MLK Day Threat Sweep: The Arc of Cybersecurity is Long
- Patrick Duggan
- Jan 19
- 3 min read
CISA Deadline: MongoBleed is Due TODAY
CVE-2025-14847 (CVSS 8.7) - The "MongoBleed" vulnerability affecting MongoDB Server hit its CISA Known Exploited Vulnerabilities deadline today. Over 87,000 potentially vulnerable instances have been identified worldwide.
If you're running MongoDB and haven't patched, your holiday just got interrupted. Federal agencies were mandated to fix this by January 19—that's yesterday. The rest of us should treat this as equally urgent.
Salt Typhoon: Still in the Walls
The FBI has officially called Salt Typhoon's telecommunications breach "the most egregious national security breach in U.S. history by a nation-state hacking group." That's not hyperbole from a security vendor trying to sell you something—that's the FBI.
New this month: Congressional emails compromised. House national security committee staff were targeted in activity detected in December. The breach appears to have originated from Salt Typhoon infrastructure.
The uncomfortable truth that security experts are now acknowledging publicly: many U.S. telecommunications firms may never fully evict these actors from their networks. "A house full of open windows," as CyberScoop put it.
HPE OneView Under Active Attack
CVE-2025-37164 scored a perfect 10.0 CVSS. Check Point tracked 40,000+ attack attempts in a single morning (January 7, between 05:45 and 09:20 UTC) delivering the RondoDox botnet.
If you're running HPE OneView, you needed to patch this two weeks ago. If you haven't, you're likely already compromised.
Supply Chain: The Worms are Learning
The Shai-Hulud campaign (yes, named after the Dune sandworms) represents an evolution in supply chain attacks:
2,349 credentials harvested from 1,079 developer systems
581 GitHub Personal Access Tokens stolen
True worm behavior: infects packages during CI/CD builds and spreads automatically
This isn't spray-and-pray typosquatting anymore. These are targeted, credential-enabled, self-propagating attacks on the software supply chain. The attackers got initial access by phishing maintainers of chalk and debug—npm packages with billions of aggregate weekly downloads.

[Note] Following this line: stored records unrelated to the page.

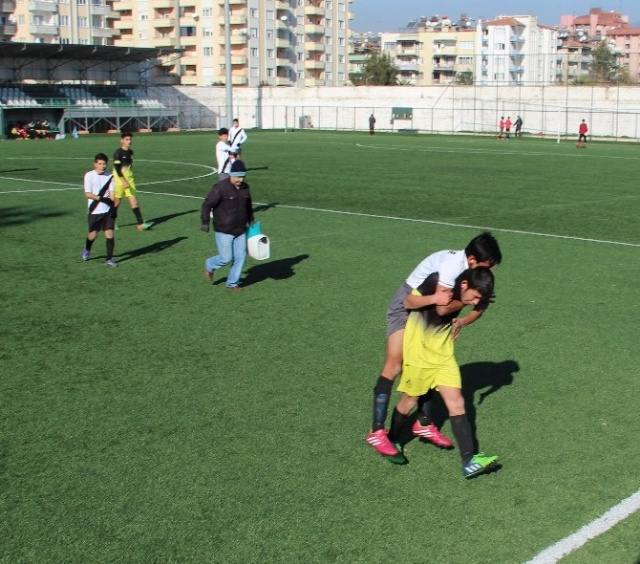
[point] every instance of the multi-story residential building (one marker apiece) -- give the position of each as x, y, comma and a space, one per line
573, 60
272, 42
515, 50
84, 22
431, 51
626, 43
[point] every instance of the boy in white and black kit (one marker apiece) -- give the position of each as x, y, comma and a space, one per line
99, 189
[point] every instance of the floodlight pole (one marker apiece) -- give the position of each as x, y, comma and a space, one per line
227, 62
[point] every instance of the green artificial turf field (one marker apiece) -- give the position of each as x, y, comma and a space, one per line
151, 417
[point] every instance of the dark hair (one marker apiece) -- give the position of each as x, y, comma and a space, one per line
480, 278
484, 248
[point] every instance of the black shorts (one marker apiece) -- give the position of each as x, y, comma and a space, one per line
101, 221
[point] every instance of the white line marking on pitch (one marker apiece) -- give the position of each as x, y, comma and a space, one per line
394, 218
590, 531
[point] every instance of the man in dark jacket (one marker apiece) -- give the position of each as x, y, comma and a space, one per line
230, 202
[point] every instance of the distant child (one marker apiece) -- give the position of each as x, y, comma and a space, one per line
429, 363
224, 157
237, 138
125, 184
582, 135
100, 193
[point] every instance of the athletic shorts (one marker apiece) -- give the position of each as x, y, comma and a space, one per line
416, 381
120, 191
396, 312
101, 221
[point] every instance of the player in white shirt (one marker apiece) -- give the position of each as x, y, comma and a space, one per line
99, 190
483, 250
237, 137
224, 158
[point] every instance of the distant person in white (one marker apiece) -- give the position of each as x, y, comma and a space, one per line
223, 153
237, 136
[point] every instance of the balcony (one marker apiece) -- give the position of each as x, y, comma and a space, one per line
163, 42
163, 22
239, 60
238, 20
313, 64
236, 39
311, 10
102, 32
313, 46
123, 6
8, 29
123, 24
103, 10
314, 28
44, 29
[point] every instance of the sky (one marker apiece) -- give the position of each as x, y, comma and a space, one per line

Your action item: Enable phishing-resistant MFA on all package registry accounts. Use trusted publishing instead of long-lived tokens. Set expiration dates on every token.
What We're Blocking
Our honeypot caught a cluster of IPs from Beijing Qihu Technology (360.cn) in the 101.198.0.x range over the past 24 hours:
IP | AbuseScore | VT Detections | MITRE |
101.198.0.133 | 100 | 3 | T1190 |
101.198.0.135 | 100 | 4 | T1190 |
101.198.0.140 | 99 | 1 | T1190 |
101.198.0.141 | 100 | 3 | T1190 |
All attempting web application exploitation (T1190 - Exploit Public-Facing Application). These are now in our STIX feed and blocked at the edge.
The Ransomware Beat
Two former cybersecurity professionals—Ryan Goldberg and Kevin Martin—pleaded guilty this month to serving as BlackCat/Alphv ransomware affiliates. They face up to 20 years in prison, with sentencing scheduled for March 12.
Meanwhile, the ransomware economy continues to grow: 8,000+ organizations claimed as victims in 2025, up from 6,000 the previous year. The most active groups: Qilin, Akira, Cl0p, Play, and SafePay.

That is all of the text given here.